Nearly 200 international hotels, including prominent chains, are either already operating in Xinjiang or planning to open in the region, despite reports of widespread human rights abuses by China, according to a new report.
The Uyghur Human Rights Project (UHRP) has identified at least 115 operational hotels that “benefit from a presence in the Uyghur region”, including major international hotel chains — Accor, Hilton, IHG, Marriott, and Wyndham. Additionally, at least 74 other hotels are in various stages of construction or planning in China’s Xinjiang Uyghur Autonomous Region (Xinjiang).
These hotels are “operating and dramatically expanding their presence in East Turkistan despite ongoing crimes against humanity and genocide”, the UHRP said in a report published on Thursday.
The report also mentions that some of the hotels have connections to forced labour and labour transfer programmes.
“By offering high-end accommodations and leisure spaces, international hotel chains contribute to a sanitised image of the region, one that directly serves Beijing’s propaganda objectives,” it said.
Xinjiang, one of the most ethnically diverse regions in China, has been witnessing systematic abuses against Uyghur Muslims and other ethnic groups under the guise of “terrorism” and “religious extremism” by the government in Beijing, activists say.

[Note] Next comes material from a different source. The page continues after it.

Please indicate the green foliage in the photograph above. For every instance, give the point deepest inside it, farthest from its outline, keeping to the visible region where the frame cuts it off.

According to Amnesty International, it is estimated that over a million people have been arbitrarily detained in internment camps throughout Xinjiang since 2017.
The international human rights group has stated that China is carrying out mass internment, torture, re-education, forced labour, the criminalisation of acts of religious expression, and the persecution of Uyghur Muslims in the Xinjiang region.

Legal experts and world governments have called China’s indoctrination and human rights abuses against Uyghurs and other ethnic minorities a genocide, a claim yet to be taken to the international court.
China has denied reports of its mistreatment of minorities in the Xinjiang region.
Experts working on the report have called on the hotels working in the region not to normalise China’s human rights abuses.
“It’s unconscionable that these hotel chains continue to operate and expand in the Uyghur Region at a time when the Chinese government is carrying out systematic atrocities,” said Peter Irwin, co-author of the report and the associate director for research and advocacy at the UHRP.
“There is absolutely no way these multibillion-dollar corporations can operate responsibly in this environment – their presence alone normalises and legitimises these abuses,” he said.
The rise in the number of hotels operating in China’s far west comes at a time when Beijing is promoting Xinjiang as a tourist destination, with state media claiming around 300 million visitors to the region in 2024 alone.
According to the UHRP report, hotel chains operating in the Uyghur region “risk enabling and legitimising the political and economic system that perpetuates forced labour, cultural erasure and other human rights abuses targeting Uyghurs”.
The leading hotels “support the very apparatus of state control that enforces these atrocities” by maintaining a presence in the region, it said.
Seeking action, the UHRP has called on the international hotel chains to freeze their further expansion in the region, halt all operations and sever any business ties, and third-party booking platforms to delist all hotel booking services in the region.